Ms Dorsett's daughter Kate Goodchild, 32, and son Luke Dorsett, 35, were killed on the Thunder River Rapids ride.
The circumstances were horrific - indeed unimaginable for anyone who has been on that ride.
There are a long list of rides at Dreamworld where you would think something tragic could happen before that ride.
Buzzsaw, The Tower of Terror II, The Claw, The Giant Drop or even Wipeout would be far more likely candidates.
On what is one of the tamest rides at Dreamworld, one of twists, turns, and getting a little wet, the fun ride ended in horror as the raft flipped.
Claire Wooley and Lia Capes were waiting in line to go on the ride, when people started running out screaming.
"Before we knew it everyone was running out in hysterics," Ms Capes told ARM on Tuesday night.
Ms Wooley said in the moments after the tragedy, she was: "Just assisting a child..we believe her mother was one of the deceased."
No words can convey what the Dorsett family are going through today.
But these certainly paint a picture.
"I have three children and have lost two of them (Tuesday) - my whole family has been wiped out," Kim Dorsett told the Courier Mail.
Ms Goodchild had two daughters, aged eight months and 12 years.
"I'm at a loss as to how to deal with this now - I woke up this morning with three children and tomorrow I am only going to have one left," the Canberra resident said.
The family was holidaying on the Gold Coast and had extended their stay by a few days.

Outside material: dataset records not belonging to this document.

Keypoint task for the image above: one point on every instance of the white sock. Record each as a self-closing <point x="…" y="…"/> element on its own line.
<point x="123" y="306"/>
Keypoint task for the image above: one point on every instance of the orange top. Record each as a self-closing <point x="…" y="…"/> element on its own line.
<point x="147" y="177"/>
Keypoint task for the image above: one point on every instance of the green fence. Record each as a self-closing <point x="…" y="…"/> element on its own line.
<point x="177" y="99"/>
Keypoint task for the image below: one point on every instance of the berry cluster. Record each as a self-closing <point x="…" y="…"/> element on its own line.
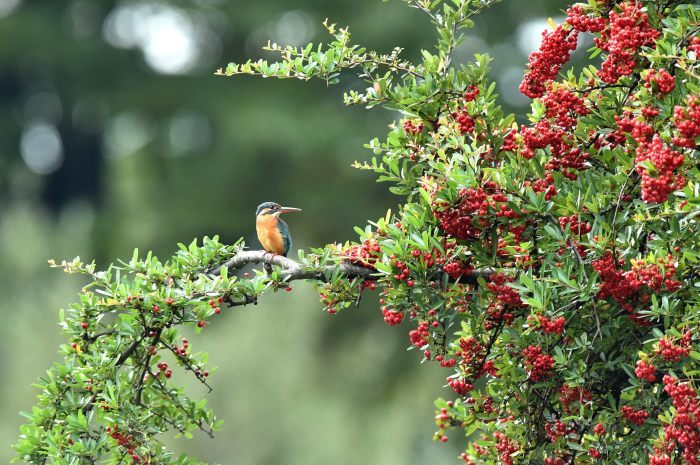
<point x="638" y="417"/>
<point x="684" y="429"/>
<point x="469" y="217"/>
<point x="673" y="352"/>
<point x="583" y="22"/>
<point x="545" y="63"/>
<point x="564" y="108"/>
<point x="125" y="440"/>
<point x="555" y="326"/>
<point x="565" y="155"/>
<point x="660" y="80"/>
<point x="537" y="364"/>
<point x="506" y="447"/>
<point x="571" y="395"/>
<point x="456" y="269"/>
<point x="627" y="32"/>
<point x="557" y="429"/>
<point x="687" y="122"/>
<point x="365" y="254"/>
<point x="391" y="317"/>
<point x="645" y="371"/>
<point x="575" y="224"/>
<point x="412" y="128"/>
<point x="659" y="183"/>
<point x="633" y="288"/>
<point x="460" y="386"/>
<point x="419" y="336"/>
<point x="599" y="429"/>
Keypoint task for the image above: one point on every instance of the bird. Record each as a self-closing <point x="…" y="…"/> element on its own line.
<point x="273" y="232"/>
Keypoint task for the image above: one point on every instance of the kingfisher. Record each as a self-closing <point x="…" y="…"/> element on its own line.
<point x="273" y="232"/>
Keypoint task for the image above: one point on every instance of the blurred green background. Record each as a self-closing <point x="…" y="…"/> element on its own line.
<point x="114" y="134"/>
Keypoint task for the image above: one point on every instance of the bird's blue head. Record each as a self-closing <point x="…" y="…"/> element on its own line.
<point x="272" y="208"/>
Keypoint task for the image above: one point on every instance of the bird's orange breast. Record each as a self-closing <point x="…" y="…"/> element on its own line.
<point x="269" y="234"/>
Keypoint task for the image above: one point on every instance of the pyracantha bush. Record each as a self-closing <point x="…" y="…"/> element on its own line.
<point x="550" y="268"/>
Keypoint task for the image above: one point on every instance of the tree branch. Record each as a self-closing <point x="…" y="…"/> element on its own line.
<point x="293" y="270"/>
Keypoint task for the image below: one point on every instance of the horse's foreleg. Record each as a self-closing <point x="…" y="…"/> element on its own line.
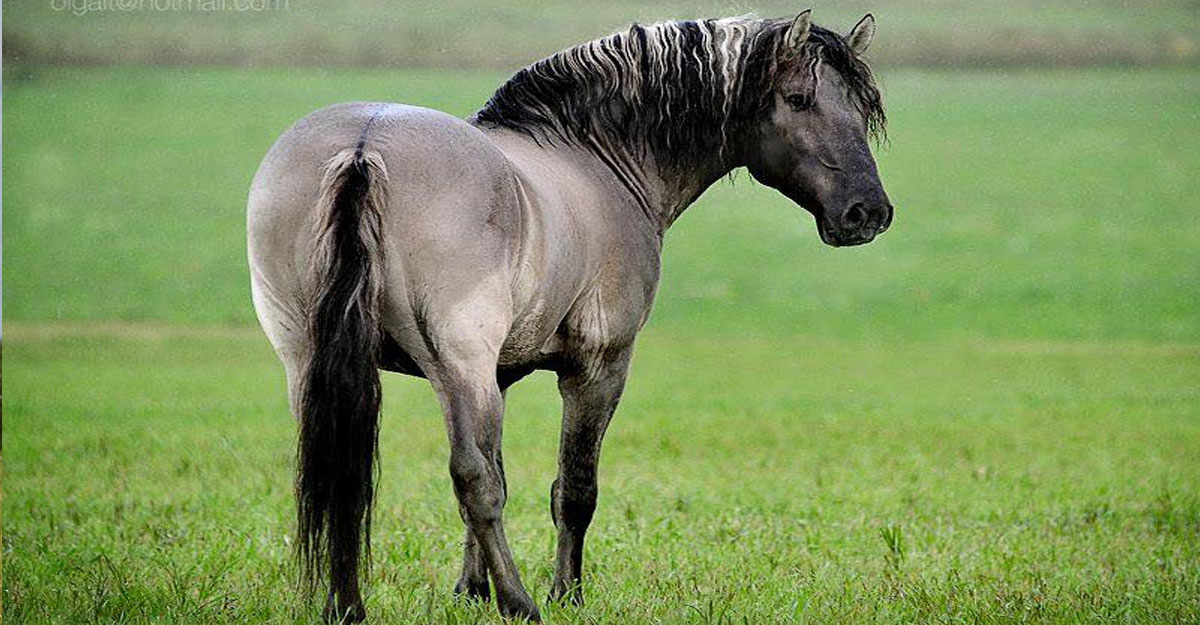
<point x="474" y="409"/>
<point x="473" y="581"/>
<point x="589" y="398"/>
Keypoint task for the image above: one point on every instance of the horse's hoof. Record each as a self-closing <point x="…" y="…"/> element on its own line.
<point x="521" y="607"/>
<point x="474" y="589"/>
<point x="570" y="594"/>
<point x="348" y="616"/>
<point x="574" y="596"/>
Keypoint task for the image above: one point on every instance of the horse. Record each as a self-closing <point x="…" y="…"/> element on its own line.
<point x="527" y="236"/>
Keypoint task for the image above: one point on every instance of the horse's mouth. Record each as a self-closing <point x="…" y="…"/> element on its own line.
<point x="845" y="239"/>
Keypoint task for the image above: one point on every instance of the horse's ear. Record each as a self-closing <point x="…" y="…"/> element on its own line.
<point x="798" y="32"/>
<point x="859" y="37"/>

While many are now questioning the safety record of Dreamworld, the fact is that for decades it has been a place where families have enjoyed thrilling rides confident that safety checks and maintenance is continually carried out.
Suggestions by Steve Price that Dreamworld may be never opened again are certainly premature.
But the reality is that the public has to have full confidence in it as a premium tourist attraction.
To that end, more than 30 investigators are now involved in the probe into the accident.
It is unlikely the ride at the centre of the tragedy will be reopened for week, months or perhaps ever.
And Dreamworld itself cannot open its doors until there is a clear understanding about what happened - and a commitment to procedures to ensure it never happens again.
Finally, we should be thankful that two of those on the ride, now confirmed as a boy aged 10 and girl aged 12, somehow managed to survive.
That miracle is certainly one worth recognising as we mourn the lives of the four adults killed.